Sunday, August 9, 2009

Daily Meditations

"Tomorrow is promised to no man." James Durham taught that "Death, and the happiness of them that die in the Lord, is a suitable and profitable subject of the meditation of God's people, especially in times of difficulty and trouble" (The Blessed Death of Those Who Die in the Lord, p. 96). The Puritan refrain was that we should keep in mind often "the four last things": "death, judgment, hell and heaven." The New England Primer is full of reminders that death is near to all, young and old, that we might apply our hearts to wisdom and seek after God while he may be found. Death is far removed from the thoughts of modern man in our society, except for passing news reports and the occasional wake, but it comes to all men and it behooves us to pause while we live and contemplate our end before the end comes.

Little is known about the life of Philip Pain, a New England Puritan who himself died in a shipwreck soon before the posthumous publication of his Daily Meditations: or, Quotidian Preparations for and Considerations of Death and Eternity, Begun July 19, 1666 (1668). Oscar Wegelin, Early American Poetry, p. 60, writes that "[t]his work is the earliest known specimen of original American verse printed in the English colonies." His poetic meditations on death ought to be better known today than they are.

Many know the famous prayer from The New England Primer (first published between 1687-1690):

Now I lay me down to take my sleep,
I pray the Lord my soul to keep,
If I should die before I wake,
I pray the Lord my soul to take.

Pain's meditations are accompanied by an evening prayer at the bottom of each page which includes these lines:

This day is past; but tell me, who can say
That I shall surely live another day.

Think every day thy last, and ready be;
And so the uncertain hour shall welcome thee.

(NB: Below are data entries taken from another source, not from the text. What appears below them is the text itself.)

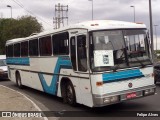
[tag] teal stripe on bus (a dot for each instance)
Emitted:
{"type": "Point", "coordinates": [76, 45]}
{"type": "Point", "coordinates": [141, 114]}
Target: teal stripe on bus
{"type": "Point", "coordinates": [18, 61]}
{"type": "Point", "coordinates": [122, 75]}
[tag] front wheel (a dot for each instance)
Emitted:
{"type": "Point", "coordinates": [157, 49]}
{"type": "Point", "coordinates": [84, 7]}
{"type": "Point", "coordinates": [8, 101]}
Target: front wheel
{"type": "Point", "coordinates": [70, 94]}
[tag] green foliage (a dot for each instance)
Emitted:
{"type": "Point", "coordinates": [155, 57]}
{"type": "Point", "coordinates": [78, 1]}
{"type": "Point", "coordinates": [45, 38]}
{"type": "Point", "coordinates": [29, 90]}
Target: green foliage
{"type": "Point", "coordinates": [17, 28]}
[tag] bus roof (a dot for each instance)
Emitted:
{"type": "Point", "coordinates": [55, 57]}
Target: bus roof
{"type": "Point", "coordinates": [89, 25]}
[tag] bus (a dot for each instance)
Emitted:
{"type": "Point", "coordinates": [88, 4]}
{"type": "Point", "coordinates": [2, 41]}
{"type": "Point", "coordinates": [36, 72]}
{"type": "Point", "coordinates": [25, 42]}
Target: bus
{"type": "Point", "coordinates": [94, 63]}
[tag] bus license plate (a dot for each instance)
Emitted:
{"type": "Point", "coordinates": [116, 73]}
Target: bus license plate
{"type": "Point", "coordinates": [131, 95]}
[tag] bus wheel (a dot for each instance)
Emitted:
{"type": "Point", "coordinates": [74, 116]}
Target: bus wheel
{"type": "Point", "coordinates": [18, 81]}
{"type": "Point", "coordinates": [70, 94]}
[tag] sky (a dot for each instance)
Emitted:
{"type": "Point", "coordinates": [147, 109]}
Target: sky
{"type": "Point", "coordinates": [81, 10]}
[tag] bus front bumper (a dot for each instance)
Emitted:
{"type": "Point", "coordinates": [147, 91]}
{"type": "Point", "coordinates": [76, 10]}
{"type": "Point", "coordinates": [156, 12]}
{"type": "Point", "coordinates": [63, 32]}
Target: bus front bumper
{"type": "Point", "coordinates": [112, 98]}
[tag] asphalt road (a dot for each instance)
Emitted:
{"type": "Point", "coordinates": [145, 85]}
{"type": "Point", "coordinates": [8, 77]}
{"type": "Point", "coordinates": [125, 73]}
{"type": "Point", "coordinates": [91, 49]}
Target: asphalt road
{"type": "Point", "coordinates": [51, 103]}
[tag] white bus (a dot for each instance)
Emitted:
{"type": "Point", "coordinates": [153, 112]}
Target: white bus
{"type": "Point", "coordinates": [95, 63]}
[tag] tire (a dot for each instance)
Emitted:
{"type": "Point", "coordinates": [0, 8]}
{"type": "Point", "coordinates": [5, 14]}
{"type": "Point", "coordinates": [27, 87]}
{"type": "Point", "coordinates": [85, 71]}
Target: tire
{"type": "Point", "coordinates": [70, 94]}
{"type": "Point", "coordinates": [18, 81]}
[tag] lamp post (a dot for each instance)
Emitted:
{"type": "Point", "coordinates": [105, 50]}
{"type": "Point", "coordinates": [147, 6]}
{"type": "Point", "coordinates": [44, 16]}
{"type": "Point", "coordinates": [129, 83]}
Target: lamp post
{"type": "Point", "coordinates": [92, 8]}
{"type": "Point", "coordinates": [151, 28]}
{"type": "Point", "coordinates": [11, 9]}
{"type": "Point", "coordinates": [156, 36]}
{"type": "Point", "coordinates": [134, 12]}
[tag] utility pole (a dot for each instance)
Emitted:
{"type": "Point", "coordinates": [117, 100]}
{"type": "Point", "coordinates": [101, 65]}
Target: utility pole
{"type": "Point", "coordinates": [61, 13]}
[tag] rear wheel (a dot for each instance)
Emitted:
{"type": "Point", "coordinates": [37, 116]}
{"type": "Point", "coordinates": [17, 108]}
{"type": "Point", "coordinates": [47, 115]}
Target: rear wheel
{"type": "Point", "coordinates": [70, 94]}
{"type": "Point", "coordinates": [18, 80]}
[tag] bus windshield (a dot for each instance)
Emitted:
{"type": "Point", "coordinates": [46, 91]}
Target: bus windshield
{"type": "Point", "coordinates": [118, 49]}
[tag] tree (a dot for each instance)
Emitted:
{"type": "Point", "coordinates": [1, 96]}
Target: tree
{"type": "Point", "coordinates": [17, 28]}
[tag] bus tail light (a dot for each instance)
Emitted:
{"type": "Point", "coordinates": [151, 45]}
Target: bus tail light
{"type": "Point", "coordinates": [153, 74]}
{"type": "Point", "coordinates": [98, 84]}
{"type": "Point", "coordinates": [149, 91]}
{"type": "Point", "coordinates": [110, 100]}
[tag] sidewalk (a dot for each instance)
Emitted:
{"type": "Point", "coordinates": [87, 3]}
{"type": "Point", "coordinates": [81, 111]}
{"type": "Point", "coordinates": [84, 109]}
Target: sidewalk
{"type": "Point", "coordinates": [11, 100]}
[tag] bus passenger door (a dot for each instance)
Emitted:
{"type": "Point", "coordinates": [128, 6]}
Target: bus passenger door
{"type": "Point", "coordinates": [78, 53]}
{"type": "Point", "coordinates": [79, 62]}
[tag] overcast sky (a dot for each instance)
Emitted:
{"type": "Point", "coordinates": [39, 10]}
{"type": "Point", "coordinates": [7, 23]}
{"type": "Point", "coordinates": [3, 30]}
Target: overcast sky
{"type": "Point", "coordinates": [80, 10]}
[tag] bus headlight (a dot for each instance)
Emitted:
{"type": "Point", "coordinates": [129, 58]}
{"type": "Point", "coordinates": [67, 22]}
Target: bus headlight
{"type": "Point", "coordinates": [112, 99]}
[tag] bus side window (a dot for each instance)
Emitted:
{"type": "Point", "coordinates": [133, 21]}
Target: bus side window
{"type": "Point", "coordinates": [24, 49]}
{"type": "Point", "coordinates": [45, 46]}
{"type": "Point", "coordinates": [73, 52]}
{"type": "Point", "coordinates": [33, 47]}
{"type": "Point", "coordinates": [17, 50]}
{"type": "Point", "coordinates": [10, 51]}
{"type": "Point", "coordinates": [81, 50]}
{"type": "Point", "coordinates": [60, 44]}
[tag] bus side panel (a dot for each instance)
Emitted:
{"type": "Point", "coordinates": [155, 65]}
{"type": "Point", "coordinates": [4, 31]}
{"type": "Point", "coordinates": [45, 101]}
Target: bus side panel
{"type": "Point", "coordinates": [81, 85]}
{"type": "Point", "coordinates": [11, 73]}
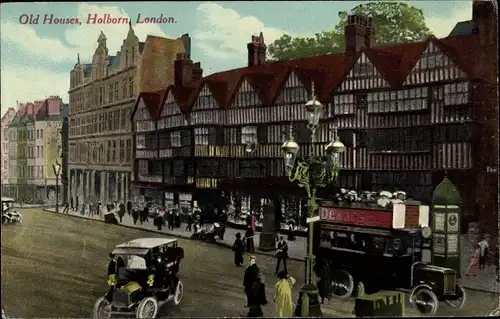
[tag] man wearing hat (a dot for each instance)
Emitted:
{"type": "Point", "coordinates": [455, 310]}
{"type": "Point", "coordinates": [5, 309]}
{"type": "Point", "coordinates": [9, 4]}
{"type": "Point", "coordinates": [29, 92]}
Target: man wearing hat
{"type": "Point", "coordinates": [251, 279]}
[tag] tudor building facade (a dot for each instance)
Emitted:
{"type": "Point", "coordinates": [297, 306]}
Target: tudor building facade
{"type": "Point", "coordinates": [404, 128]}
{"type": "Point", "coordinates": [102, 97]}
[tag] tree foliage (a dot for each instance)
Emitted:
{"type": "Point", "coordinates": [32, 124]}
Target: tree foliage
{"type": "Point", "coordinates": [395, 22]}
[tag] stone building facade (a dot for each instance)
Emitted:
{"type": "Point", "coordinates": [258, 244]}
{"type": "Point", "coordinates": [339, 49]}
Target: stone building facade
{"type": "Point", "coordinates": [6, 119]}
{"type": "Point", "coordinates": [102, 95]}
{"type": "Point", "coordinates": [34, 146]}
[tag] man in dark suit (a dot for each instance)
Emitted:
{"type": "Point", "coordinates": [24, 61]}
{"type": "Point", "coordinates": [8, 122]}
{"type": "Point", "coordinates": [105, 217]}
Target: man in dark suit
{"type": "Point", "coordinates": [282, 254]}
{"type": "Point", "coordinates": [250, 280]}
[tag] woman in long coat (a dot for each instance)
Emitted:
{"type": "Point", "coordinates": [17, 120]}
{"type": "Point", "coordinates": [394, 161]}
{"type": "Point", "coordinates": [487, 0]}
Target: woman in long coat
{"type": "Point", "coordinates": [239, 249]}
{"type": "Point", "coordinates": [283, 296]}
{"type": "Point", "coordinates": [324, 283]}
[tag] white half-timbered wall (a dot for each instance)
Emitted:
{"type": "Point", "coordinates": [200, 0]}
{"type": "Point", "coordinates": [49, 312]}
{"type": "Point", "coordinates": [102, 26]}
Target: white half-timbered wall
{"type": "Point", "coordinates": [452, 156]}
{"type": "Point", "coordinates": [205, 110]}
{"type": "Point", "coordinates": [142, 119]}
{"type": "Point", "coordinates": [277, 113]}
{"type": "Point", "coordinates": [170, 107]}
{"type": "Point", "coordinates": [448, 103]}
{"type": "Point", "coordinates": [344, 104]}
{"type": "Point", "coordinates": [434, 66]}
{"type": "Point", "coordinates": [171, 115]}
{"type": "Point", "coordinates": [413, 99]}
{"type": "Point", "coordinates": [363, 76]}
{"type": "Point", "coordinates": [205, 100]}
{"type": "Point", "coordinates": [293, 91]}
{"type": "Point", "coordinates": [201, 136]}
{"type": "Point", "coordinates": [246, 96]}
{"type": "Point", "coordinates": [249, 134]}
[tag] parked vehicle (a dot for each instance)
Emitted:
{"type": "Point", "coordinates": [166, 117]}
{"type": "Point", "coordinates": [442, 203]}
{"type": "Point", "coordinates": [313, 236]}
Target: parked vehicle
{"type": "Point", "coordinates": [209, 232]}
{"type": "Point", "coordinates": [9, 215]}
{"type": "Point", "coordinates": [366, 252]}
{"type": "Point", "coordinates": [143, 291]}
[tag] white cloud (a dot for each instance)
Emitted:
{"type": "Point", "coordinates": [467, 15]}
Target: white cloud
{"type": "Point", "coordinates": [29, 84]}
{"type": "Point", "coordinates": [441, 26]}
{"type": "Point", "coordinates": [224, 33]}
{"type": "Point", "coordinates": [81, 38]}
{"type": "Point", "coordinates": [32, 83]}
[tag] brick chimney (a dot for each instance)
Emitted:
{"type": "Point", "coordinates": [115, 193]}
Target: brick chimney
{"type": "Point", "coordinates": [183, 67]}
{"type": "Point", "coordinates": [197, 72]}
{"type": "Point", "coordinates": [262, 50]}
{"type": "Point", "coordinates": [371, 34]}
{"type": "Point", "coordinates": [359, 32]}
{"type": "Point", "coordinates": [186, 40]}
{"type": "Point", "coordinates": [257, 50]}
{"type": "Point", "coordinates": [54, 105]}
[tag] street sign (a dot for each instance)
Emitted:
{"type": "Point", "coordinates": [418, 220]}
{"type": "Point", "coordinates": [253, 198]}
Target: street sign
{"type": "Point", "coordinates": [312, 219]}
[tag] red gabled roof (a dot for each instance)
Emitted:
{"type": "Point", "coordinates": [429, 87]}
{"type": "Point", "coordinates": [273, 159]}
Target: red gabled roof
{"type": "Point", "coordinates": [152, 101]}
{"type": "Point", "coordinates": [394, 62]}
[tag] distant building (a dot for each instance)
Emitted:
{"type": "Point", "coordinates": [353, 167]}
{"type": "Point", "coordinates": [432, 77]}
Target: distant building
{"type": "Point", "coordinates": [408, 114]}
{"type": "Point", "coordinates": [64, 155]}
{"type": "Point", "coordinates": [35, 145]}
{"type": "Point", "coordinates": [6, 119]}
{"type": "Point", "coordinates": [102, 96]}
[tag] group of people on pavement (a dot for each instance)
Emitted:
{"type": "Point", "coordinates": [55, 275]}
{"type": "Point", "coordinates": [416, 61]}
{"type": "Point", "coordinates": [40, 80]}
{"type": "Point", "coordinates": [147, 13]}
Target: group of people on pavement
{"type": "Point", "coordinates": [480, 257]}
{"type": "Point", "coordinates": [255, 291]}
{"type": "Point", "coordinates": [253, 282]}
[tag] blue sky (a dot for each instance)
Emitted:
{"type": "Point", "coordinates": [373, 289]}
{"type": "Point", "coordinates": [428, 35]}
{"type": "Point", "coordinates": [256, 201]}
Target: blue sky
{"type": "Point", "coordinates": [36, 59]}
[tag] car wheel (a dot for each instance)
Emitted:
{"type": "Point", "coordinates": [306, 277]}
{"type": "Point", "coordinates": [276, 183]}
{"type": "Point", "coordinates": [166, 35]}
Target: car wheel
{"type": "Point", "coordinates": [458, 303]}
{"type": "Point", "coordinates": [424, 300]}
{"type": "Point", "coordinates": [178, 294]}
{"type": "Point", "coordinates": [342, 284]}
{"type": "Point", "coordinates": [102, 309]}
{"type": "Point", "coordinates": [148, 308]}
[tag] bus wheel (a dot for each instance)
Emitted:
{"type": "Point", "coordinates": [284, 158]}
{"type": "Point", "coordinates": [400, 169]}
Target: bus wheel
{"type": "Point", "coordinates": [342, 284]}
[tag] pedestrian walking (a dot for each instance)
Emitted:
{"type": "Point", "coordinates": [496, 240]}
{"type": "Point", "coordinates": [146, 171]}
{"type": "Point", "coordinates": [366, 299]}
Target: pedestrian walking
{"type": "Point", "coordinates": [473, 268]}
{"type": "Point", "coordinates": [66, 208]}
{"type": "Point", "coordinates": [239, 250]}
{"type": "Point", "coordinates": [129, 208]}
{"type": "Point", "coordinates": [98, 208]}
{"type": "Point", "coordinates": [282, 254]}
{"type": "Point", "coordinates": [135, 216]}
{"type": "Point", "coordinates": [144, 214]}
{"type": "Point", "coordinates": [485, 247]}
{"type": "Point", "coordinates": [324, 283]}
{"type": "Point", "coordinates": [291, 232]}
{"type": "Point", "coordinates": [121, 212]}
{"type": "Point", "coordinates": [189, 221]}
{"type": "Point", "coordinates": [249, 239]}
{"type": "Point", "coordinates": [283, 295]}
{"type": "Point", "coordinates": [254, 289]}
{"type": "Point", "coordinates": [177, 218]}
{"type": "Point", "coordinates": [171, 219]}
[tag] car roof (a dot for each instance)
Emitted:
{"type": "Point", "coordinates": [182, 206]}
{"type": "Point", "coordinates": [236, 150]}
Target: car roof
{"type": "Point", "coordinates": [147, 243]}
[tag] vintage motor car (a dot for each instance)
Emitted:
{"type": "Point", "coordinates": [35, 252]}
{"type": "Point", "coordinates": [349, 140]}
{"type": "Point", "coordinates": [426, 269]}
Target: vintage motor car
{"type": "Point", "coordinates": [9, 215]}
{"type": "Point", "coordinates": [142, 290]}
{"type": "Point", "coordinates": [366, 253]}
{"type": "Point", "coordinates": [209, 232]}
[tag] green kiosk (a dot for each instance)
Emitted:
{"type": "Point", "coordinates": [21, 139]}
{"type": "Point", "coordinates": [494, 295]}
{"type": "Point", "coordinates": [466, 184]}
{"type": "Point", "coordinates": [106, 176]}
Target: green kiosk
{"type": "Point", "coordinates": [445, 223]}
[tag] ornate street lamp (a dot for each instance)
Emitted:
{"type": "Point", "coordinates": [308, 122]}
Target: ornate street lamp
{"type": "Point", "coordinates": [311, 173]}
{"type": "Point", "coordinates": [57, 171]}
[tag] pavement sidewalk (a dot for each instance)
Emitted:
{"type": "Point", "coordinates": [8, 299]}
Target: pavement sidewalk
{"type": "Point", "coordinates": [485, 281]}
{"type": "Point", "coordinates": [296, 249]}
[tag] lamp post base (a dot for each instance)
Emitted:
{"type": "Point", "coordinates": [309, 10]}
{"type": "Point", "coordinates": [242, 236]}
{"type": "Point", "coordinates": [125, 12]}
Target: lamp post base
{"type": "Point", "coordinates": [308, 306]}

I now lie down to rest, but do not know
Where by morning God will me bestow.
...
Lord, if my Soul this night away thou take,
Let me by morning then in Heaven awake.

Here follow a few of his 17th century meditations for our own contemplation and edification.

Meditation 1.

Great God, how short's man's time! each minute speaks
He is but dust, and this his Vessel leaks.
Each moment of my momentary time,
Does plainly tell me 'tis not mine, but Thine.
He gives me time to live, and verily
Ere long I shall have likewise time to die.

Meditation 4.

This World a Sea of trouble is, and Man
Is swimming through this vast wide Ocean,
The Billows beat, the Waves are angry, and
'Tis seldom that he spies a helping hand
To buoy his head up. O great God, let me
Be kept from sinking into misery.

Meditation 9.

Man's life is like a Rose, that in the Spring
Begins to blossom, fragrant smells to bring;
Within a day or two, behold Death's sent,
A public Messenger of discontent.
Lord, grant that when my Rose begins to fade,
I may behold an Everlasting shade.

Meditation 10.

Alas, what is the world? a Sea of Glass.
Alas, what's Earth? it's but an Hour-Glass.
The Sea dissolves; the Glass is quickly run;
Behold, with speed man's Life is quickly done.
Let me so swim in this Sea, that I may
With thee live happy in another day.